It was a farmer’s nightmare.
“They were anticipating a pretty good crop,” said Jim Cornelius, executive director of the Canadian Foodgrains Bank, about farmers he was visiting in southern Malawi.
“When the cyclone hit, it was just before harvest.”
Cyclone Idai hit a swath of central Africa in March, devastating farming areas with hurricane force winds and flooding.
The farmers of southern Malawi had already suffered from the previous year’s drought, but had a good crop coming. The flooding caused entire crops to be wiped out.
That not only left the farmers of that region with no food to eat, but also nothing to sell for cash, and no seed for the next season’s crop.
Many also lost their homes to the flooding and ended up in tent cities.
“All of that was swept away,” said Cornelius.
Aid from organizations like the foodgrains bank and the church-based aid organizations it works with in Canada and Malawi helped get emergency food to those hit by Idai, as well as continuing aid for food and seed as they struggled to rebuild homes and farming communities.

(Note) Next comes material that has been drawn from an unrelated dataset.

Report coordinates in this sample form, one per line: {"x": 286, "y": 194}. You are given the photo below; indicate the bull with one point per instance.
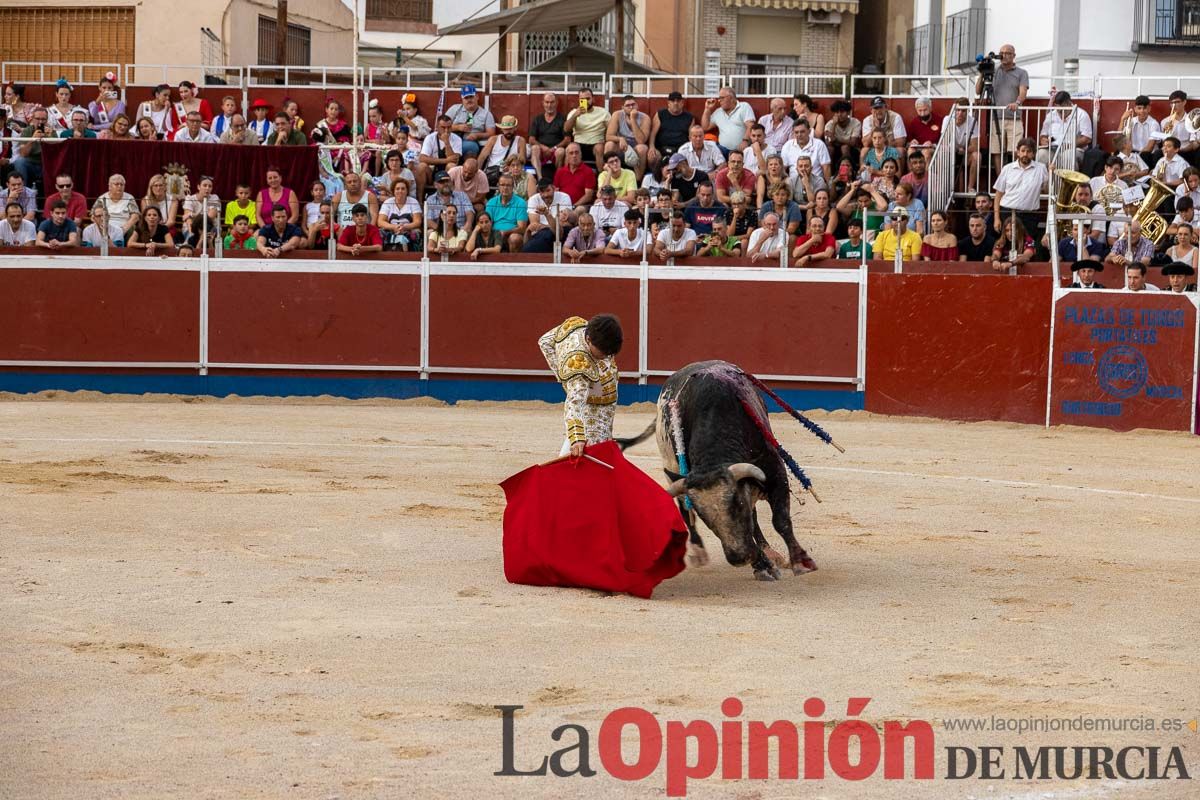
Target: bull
{"x": 731, "y": 467}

Recovery has been helped by village protection committees, which local people operate in Malawi because the region often experiences serious weather events. But Idai was more than most communities could handle without help.
The foodgrains bank was part of a group called the Humanitarian Coalition, which received $2 million in matching contributions from the federal government between March 15 and April 14.
Some of that money is being used by the foodgrains bank and Presbyterian World Service and Development in their aid work, which is helping about 10,000 people.